Strong Converse Theorems for Multimessage Networks with Tight Cut-Set Bound

TL;DR

This paper proves the strong converse theorem for multimessage networks with tight cut-set bounds under discrete memoryless and Gaussian models, establishing that error probabilities tend to one outside the capacity region.

Contribution

It extends the strong converse theorem to general multimessage networks with tight cut-set bounds, including Gaussian models with power constraints, and derives new results for various relay channels.

Findings

Strong converse holds for networks with tight cut-set bounds.

Error probabilities approach one outside the capacity region.

Results include new bounds for Gaussian MAC and relay channels.

Abstract

This paper considers a multimessage network where each node may send a message to any other node in the network.
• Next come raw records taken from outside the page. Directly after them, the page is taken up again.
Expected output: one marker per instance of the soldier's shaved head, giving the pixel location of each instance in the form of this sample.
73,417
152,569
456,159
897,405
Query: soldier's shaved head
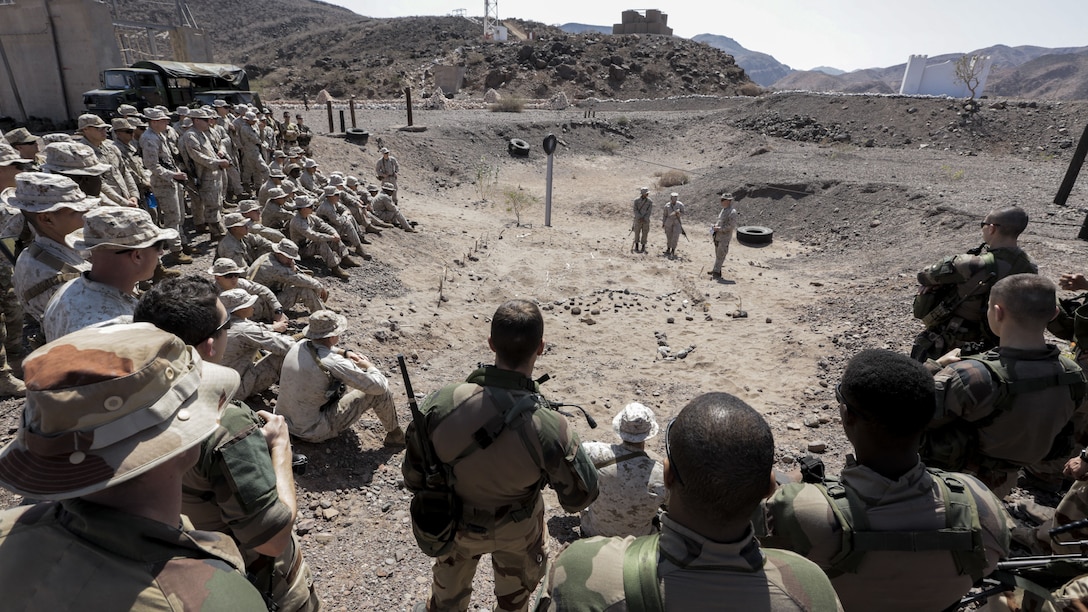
721,452
516,331
1028,298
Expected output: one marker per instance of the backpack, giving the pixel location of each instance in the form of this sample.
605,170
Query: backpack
952,445
962,535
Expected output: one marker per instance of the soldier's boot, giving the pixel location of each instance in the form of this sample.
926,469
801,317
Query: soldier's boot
395,438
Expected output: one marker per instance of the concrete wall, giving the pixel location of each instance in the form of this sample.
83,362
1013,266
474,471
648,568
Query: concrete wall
940,80
54,51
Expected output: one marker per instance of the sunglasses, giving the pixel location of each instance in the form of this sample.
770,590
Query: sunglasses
668,452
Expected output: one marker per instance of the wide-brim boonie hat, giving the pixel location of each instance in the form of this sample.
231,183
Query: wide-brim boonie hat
324,323
635,423
107,404
39,192
118,227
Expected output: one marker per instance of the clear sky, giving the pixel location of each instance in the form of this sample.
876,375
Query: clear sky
804,34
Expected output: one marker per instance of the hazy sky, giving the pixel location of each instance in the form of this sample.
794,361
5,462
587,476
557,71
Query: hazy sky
804,34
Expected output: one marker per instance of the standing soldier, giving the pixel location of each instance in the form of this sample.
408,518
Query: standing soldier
208,157
722,232
519,445
167,180
643,207
670,220
387,170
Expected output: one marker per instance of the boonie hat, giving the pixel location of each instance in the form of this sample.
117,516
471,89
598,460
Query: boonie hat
324,323
287,248
236,300
39,192
20,136
224,266
635,423
107,404
73,158
119,227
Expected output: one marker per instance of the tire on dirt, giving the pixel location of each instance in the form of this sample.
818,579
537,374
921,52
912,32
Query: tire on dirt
755,234
357,135
518,147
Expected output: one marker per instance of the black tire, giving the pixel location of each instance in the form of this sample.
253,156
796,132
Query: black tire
755,234
357,135
518,147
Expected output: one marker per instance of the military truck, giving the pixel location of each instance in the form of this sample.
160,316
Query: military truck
169,84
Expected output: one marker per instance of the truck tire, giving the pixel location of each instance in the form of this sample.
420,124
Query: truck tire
518,147
755,234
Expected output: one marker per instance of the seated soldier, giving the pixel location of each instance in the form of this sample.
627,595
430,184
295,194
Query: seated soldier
254,350
631,479
313,366
886,501
279,271
719,465
1012,406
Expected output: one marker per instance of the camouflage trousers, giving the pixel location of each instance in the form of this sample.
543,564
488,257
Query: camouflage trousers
259,376
518,557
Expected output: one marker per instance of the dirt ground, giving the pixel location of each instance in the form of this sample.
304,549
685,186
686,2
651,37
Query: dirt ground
853,223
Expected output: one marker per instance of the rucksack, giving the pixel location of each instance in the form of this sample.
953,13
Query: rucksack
962,535
952,445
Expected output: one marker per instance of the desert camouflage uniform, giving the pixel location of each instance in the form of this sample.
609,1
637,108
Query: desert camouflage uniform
303,386
967,325
632,489
243,251
340,218
83,302
96,557
694,573
670,220
232,490
499,486
118,186
316,239
205,150
291,285
385,209
722,235
642,207
39,272
1022,435
912,503
159,158
256,352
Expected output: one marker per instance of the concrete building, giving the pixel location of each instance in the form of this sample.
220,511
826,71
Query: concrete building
637,22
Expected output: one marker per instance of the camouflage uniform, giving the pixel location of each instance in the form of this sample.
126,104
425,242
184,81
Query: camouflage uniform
643,208
303,386
694,573
111,560
499,486
973,280
632,489
256,352
913,503
232,489
670,220
83,302
291,285
1023,433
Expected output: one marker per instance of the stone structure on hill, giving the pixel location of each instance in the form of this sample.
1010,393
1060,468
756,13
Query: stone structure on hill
637,22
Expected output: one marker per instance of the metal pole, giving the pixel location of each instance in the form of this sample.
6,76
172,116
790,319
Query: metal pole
547,194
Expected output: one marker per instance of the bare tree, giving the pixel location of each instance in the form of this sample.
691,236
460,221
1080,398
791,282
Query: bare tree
968,71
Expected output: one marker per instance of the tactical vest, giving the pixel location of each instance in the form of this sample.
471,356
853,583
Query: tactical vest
962,536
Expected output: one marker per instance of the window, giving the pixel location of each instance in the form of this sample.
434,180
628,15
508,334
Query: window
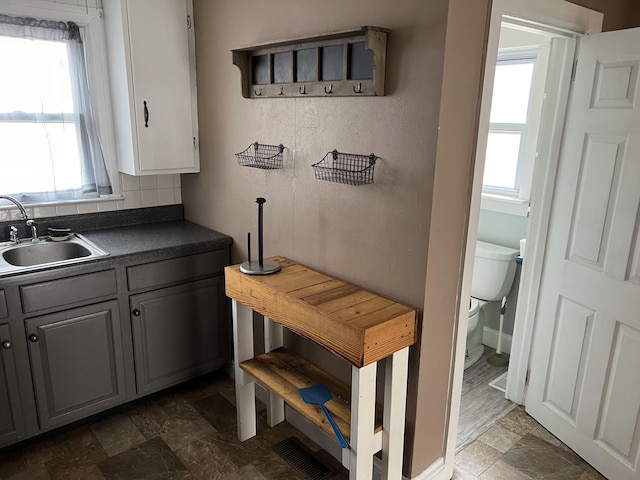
508,124
50,147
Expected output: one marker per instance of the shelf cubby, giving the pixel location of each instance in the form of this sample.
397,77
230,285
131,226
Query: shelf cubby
346,63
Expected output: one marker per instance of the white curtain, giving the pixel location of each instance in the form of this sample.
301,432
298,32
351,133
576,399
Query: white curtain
67,173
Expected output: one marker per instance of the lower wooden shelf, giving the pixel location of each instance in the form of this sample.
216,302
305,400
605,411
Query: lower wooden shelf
283,372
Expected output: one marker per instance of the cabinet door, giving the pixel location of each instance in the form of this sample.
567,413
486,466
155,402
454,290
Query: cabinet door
11,422
161,71
77,362
178,333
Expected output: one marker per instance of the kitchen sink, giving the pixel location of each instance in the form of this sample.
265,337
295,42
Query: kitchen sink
27,256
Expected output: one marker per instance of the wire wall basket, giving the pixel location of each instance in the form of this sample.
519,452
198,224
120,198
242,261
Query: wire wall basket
256,155
347,168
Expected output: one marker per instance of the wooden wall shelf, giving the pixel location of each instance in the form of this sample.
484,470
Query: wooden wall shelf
346,63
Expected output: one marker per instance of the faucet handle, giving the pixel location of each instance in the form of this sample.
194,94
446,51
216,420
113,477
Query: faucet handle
13,234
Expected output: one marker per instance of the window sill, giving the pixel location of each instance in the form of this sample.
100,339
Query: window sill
503,204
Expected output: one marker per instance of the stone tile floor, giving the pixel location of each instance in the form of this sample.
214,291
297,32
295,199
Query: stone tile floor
516,447
189,433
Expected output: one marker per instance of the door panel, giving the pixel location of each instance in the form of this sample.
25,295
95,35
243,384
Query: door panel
77,362
585,357
178,333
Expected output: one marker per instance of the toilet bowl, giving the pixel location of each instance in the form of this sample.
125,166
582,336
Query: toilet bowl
475,328
493,272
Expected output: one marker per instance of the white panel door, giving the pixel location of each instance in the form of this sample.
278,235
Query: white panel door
585,365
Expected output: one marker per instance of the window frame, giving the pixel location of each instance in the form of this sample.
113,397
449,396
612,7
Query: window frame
514,57
518,204
91,23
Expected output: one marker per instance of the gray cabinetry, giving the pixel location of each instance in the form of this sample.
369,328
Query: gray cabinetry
77,362
11,420
79,340
178,333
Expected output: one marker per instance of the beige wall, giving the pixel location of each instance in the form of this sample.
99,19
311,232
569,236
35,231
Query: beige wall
373,235
618,14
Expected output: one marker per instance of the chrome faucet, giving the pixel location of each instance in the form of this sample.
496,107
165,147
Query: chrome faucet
24,216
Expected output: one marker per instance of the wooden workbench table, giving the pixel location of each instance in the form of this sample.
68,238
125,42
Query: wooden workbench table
356,325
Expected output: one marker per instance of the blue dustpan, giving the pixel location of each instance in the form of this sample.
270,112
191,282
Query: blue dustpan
318,395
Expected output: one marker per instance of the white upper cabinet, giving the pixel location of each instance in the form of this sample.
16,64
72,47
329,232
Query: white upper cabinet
151,48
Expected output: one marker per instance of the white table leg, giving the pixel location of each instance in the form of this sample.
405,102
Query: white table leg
395,403
363,411
245,384
273,338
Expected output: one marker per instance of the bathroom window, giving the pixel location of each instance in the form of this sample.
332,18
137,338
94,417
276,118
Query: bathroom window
508,161
50,147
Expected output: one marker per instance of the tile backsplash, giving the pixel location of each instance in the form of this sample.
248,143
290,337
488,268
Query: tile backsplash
82,3
137,192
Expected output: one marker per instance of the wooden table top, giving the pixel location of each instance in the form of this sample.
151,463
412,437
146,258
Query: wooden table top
357,325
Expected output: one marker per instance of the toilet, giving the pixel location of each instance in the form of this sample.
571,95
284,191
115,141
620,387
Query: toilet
493,271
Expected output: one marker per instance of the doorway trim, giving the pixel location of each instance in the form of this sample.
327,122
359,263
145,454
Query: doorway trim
564,18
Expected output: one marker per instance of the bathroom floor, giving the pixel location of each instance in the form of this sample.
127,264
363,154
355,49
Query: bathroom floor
498,440
481,405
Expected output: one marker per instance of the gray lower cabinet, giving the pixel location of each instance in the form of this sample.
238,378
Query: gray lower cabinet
11,419
77,362
178,333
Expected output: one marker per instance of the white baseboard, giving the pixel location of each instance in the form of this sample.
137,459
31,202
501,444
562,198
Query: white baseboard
490,339
436,471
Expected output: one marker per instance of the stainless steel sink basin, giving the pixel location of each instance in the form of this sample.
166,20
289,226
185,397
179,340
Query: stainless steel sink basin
27,256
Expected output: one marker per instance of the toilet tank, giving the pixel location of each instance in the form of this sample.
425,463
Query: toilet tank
493,271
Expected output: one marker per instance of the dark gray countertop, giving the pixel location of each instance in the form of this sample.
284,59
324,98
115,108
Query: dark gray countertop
163,237
133,235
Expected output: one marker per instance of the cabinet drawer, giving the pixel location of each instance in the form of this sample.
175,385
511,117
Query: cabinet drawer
4,311
177,269
68,291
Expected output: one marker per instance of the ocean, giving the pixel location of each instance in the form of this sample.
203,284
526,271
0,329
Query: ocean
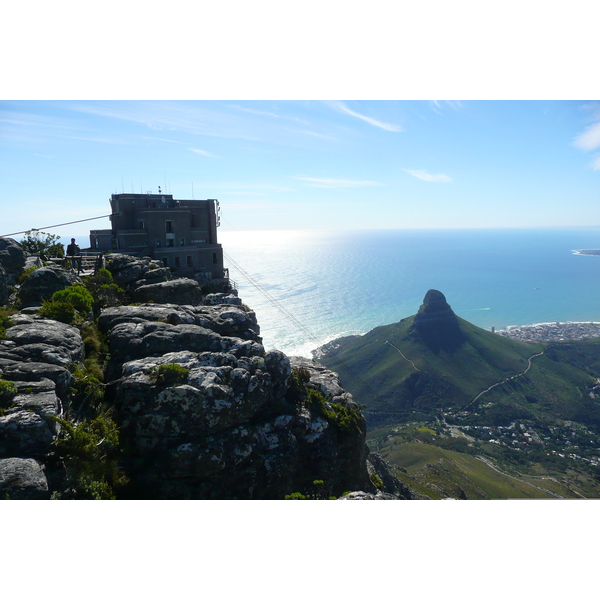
310,287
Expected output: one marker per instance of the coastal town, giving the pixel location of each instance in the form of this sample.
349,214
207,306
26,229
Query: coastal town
552,332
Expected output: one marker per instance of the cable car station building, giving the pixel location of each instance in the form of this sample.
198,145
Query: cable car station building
181,233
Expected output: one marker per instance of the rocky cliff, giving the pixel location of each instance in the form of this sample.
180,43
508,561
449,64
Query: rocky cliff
199,409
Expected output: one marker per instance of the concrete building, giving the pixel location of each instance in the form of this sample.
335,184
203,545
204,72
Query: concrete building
181,233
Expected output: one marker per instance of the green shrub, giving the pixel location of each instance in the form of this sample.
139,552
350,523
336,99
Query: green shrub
58,311
169,374
77,295
376,481
89,451
296,496
40,242
347,421
5,320
87,389
26,273
8,390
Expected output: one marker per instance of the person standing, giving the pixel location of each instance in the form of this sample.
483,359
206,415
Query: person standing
74,251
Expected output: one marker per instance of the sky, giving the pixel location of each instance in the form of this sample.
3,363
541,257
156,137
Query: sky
318,114
333,164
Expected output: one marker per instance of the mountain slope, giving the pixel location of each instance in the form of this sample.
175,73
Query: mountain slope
436,360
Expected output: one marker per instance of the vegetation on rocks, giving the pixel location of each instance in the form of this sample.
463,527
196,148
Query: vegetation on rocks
171,374
40,242
5,320
90,452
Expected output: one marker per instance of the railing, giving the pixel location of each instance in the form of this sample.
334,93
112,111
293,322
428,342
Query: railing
86,261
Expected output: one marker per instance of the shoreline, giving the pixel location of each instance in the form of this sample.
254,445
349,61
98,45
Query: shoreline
556,331
553,332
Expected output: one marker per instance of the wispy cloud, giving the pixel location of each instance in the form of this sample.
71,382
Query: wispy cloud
437,105
341,106
589,139
312,134
335,183
202,152
425,176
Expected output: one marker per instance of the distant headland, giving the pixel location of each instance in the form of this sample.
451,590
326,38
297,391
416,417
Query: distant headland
587,252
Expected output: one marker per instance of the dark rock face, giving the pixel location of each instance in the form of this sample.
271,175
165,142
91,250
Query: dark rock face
42,283
178,291
225,429
37,340
129,270
37,357
203,411
22,479
12,258
3,286
437,324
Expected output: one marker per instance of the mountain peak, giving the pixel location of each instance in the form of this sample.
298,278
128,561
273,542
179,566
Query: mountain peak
437,323
434,308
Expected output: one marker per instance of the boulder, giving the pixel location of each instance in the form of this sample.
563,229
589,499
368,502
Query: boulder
222,298
437,325
127,270
24,433
22,479
12,258
223,319
45,340
178,291
42,283
325,381
3,286
14,370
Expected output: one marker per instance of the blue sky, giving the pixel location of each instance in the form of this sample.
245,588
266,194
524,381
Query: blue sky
306,164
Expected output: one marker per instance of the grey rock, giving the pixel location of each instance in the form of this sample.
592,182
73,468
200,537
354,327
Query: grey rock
24,433
33,261
178,291
368,496
324,380
37,372
168,313
22,479
222,298
3,286
42,283
12,258
45,340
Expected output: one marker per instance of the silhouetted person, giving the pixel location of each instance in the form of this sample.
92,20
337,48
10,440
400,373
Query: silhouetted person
74,251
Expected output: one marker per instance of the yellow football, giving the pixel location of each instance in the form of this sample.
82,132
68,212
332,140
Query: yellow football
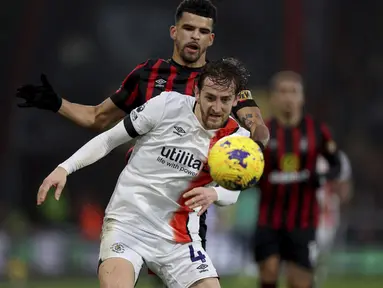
236,162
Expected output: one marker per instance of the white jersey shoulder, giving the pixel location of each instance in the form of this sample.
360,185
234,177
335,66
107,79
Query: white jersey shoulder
168,159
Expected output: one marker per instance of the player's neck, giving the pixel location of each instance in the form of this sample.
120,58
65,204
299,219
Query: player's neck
200,63
291,120
198,114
Under the discrete memoryless model, we prove the strong converse theorem for any network whose cut-set bound is tight, i.e., achievable. Our result implies that for any fixed rate vector that resides outside the capacity region, the average error probabilities of any sequence of length-$n$ codes operated at the rate vector must tend to $1$ as $n$ approaches infinity. The proof is based on the method of types and is inspired by the work of Csisz\'{a}r and K\"{o}rner in 1982 which fully characterized the reliability function of any discrete memoryless channel (DMC) with feedback for rates above capacity. In addition, we generalize the strong converse theorem to the Gaussian model where each node is subject to an almost-sure power constraint. Important consequences of our results are new strong converses for the Gaussian multiple access channel (MAC) with feedback and the following relay channels under both models: The degraded relay channel (RC), the RC with orthogonal sender components, and the general RC with feedback.